Contract and collaboration tests
The part about J.B. Rainsberger’s presentation that I did like was his solution to the “problem”. While I think it’s fairly basic, common-sense advice that a lot of people probably follow I still think it’s good advice.
He describes that, where you have two objects collaborating with each other, you might consider one object to be the “server” and the other the “client” and the server can be tested completely independently of the client since it will simply expose a public API that can be called. In that scenario, he suggests that the following set of tests should be written:
- The client should have a “collaboration” test to check that it asks the right questions of the next layer by using an expectation on a mock of the server
- The client should also have a set of collaboration tests to check it responds correctly to the possible responses that the server can return (e.g. 0 results, 1 result, a few results, lots of results, throws an exception)

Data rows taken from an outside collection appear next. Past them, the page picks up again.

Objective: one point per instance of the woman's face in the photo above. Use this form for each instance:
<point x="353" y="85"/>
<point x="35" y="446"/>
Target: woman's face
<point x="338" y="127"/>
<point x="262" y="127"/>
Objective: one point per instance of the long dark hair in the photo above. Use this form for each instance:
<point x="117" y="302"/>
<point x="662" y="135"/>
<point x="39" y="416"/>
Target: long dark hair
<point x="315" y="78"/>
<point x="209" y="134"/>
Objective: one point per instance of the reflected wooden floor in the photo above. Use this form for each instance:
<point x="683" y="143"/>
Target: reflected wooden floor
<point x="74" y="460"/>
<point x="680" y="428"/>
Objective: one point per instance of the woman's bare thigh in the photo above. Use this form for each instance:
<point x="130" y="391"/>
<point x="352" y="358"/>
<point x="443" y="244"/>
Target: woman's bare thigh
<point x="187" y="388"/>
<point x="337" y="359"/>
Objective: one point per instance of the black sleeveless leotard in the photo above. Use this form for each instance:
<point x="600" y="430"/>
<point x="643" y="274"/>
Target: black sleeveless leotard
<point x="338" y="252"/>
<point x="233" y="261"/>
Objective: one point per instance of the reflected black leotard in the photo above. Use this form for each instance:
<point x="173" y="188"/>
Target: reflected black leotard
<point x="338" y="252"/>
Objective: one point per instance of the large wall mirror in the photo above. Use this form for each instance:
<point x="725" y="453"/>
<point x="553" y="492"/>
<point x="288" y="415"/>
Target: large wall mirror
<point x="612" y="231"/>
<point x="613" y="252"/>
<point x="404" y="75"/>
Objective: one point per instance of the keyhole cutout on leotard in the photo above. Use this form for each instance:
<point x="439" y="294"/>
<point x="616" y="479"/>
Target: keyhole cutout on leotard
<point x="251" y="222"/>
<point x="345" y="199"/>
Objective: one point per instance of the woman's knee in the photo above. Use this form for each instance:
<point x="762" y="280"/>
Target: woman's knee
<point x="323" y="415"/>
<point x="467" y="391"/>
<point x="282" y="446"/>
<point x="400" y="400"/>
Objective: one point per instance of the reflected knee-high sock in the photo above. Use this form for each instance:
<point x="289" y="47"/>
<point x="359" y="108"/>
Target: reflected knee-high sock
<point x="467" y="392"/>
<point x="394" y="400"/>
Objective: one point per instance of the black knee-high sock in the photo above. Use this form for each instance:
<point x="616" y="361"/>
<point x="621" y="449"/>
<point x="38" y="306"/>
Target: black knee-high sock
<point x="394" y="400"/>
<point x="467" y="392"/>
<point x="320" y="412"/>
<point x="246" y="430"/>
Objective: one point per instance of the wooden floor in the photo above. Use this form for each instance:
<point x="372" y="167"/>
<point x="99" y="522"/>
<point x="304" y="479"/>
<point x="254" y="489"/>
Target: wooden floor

- The server should have a “contract” test to check that it tries to answer the question from the client that matches the expectation in the client’s collaboration test
- The server should also have a set of contract tests to check that it can reply correctly with the same set of responses tested in the client’s collaboration tests
While I disagree with applying this class-by-class through every layer of your application I think that you can and should still apply this at any point that you do need to make a break between two parts of your code that you want to test independently. This type of approach also works well when testing across separate systems/applications too. When testing across systems it’s worth looking at consumer-driven contracts and in particular at Pact (.NET version).